The project will also contribute to the increasingly prominent and controversial debate regarding public attitudes to immigration and immigrants, which will be the substantive focus of the analyses through which the new methods will be applied and tested. The impact of the project on this topic will be twofold: directly, through the substantive research on this topic and indirectly, through the improved measurement quality and by enabling secondary data users to run their analyses on the corrected version of the scale.
A simulation of the long term effects of an adaptive fieldwork design in longitudinal surveys (2018)
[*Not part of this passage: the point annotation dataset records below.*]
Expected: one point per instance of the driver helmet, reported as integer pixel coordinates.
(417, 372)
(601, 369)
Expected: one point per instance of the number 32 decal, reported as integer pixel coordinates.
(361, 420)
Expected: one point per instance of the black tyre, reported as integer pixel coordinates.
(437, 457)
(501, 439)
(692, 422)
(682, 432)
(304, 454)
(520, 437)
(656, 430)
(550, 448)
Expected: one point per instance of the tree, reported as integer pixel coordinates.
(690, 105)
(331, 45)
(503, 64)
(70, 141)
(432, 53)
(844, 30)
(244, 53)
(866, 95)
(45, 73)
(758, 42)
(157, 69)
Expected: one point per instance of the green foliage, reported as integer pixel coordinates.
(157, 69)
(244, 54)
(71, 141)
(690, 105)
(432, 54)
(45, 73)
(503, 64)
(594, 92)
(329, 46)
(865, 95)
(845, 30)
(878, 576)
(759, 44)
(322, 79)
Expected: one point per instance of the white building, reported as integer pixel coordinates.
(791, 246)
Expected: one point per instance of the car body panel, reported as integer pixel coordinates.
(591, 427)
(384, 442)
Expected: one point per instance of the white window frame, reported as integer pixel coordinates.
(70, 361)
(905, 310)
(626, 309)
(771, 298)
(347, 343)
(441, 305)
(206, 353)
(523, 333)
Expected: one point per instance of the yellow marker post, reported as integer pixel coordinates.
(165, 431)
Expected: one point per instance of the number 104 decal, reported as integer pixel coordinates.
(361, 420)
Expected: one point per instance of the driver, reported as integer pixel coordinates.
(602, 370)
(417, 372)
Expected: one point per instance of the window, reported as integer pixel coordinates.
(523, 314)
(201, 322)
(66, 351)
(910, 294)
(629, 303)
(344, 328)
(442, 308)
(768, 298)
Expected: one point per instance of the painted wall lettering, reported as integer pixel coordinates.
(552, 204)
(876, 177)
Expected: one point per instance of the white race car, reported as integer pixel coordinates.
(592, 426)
(National Centre for Research Methods – International Visiting Exchange – Melbourne Institute)
Abstract
Survey data continues to be essential for the work of social scientists. This is also true for longitudinal data where multiple measurements are taken at different points in time for the same respondents. Nevertheless, in recent years increasing costs and non-response have put pressures on survey agencies to improve the way they collect data.
One of the proposed solutions is called an adaptive design approach. This implies the division of data collection in multiple stages and applying different strategies for particular groups of respondent and stages that maximizes their propensity to answer and/or minimize costs. While this approach has great potential it nevertheless ignores the context of longitudinal studies. This is problematic as data collection in longitudinal studies have to consider at the same time both short term outcomes, such as participation at the current wave, as well as long term outcomes, for example participation in 5 years.
The present project aims to develop the framework of adaptive survey designs that accounts for both short term and long term outcomes in longitudinal studies. This will be done by developing a series of simulations that are based on data collected in the UK and Australia.
The research will help improve data collection in longitudinal studies, which is a major investment in the social sciences. It will also help improve the current literature in the adaptive survey literature and will enable more realistic decision making in data collection in general.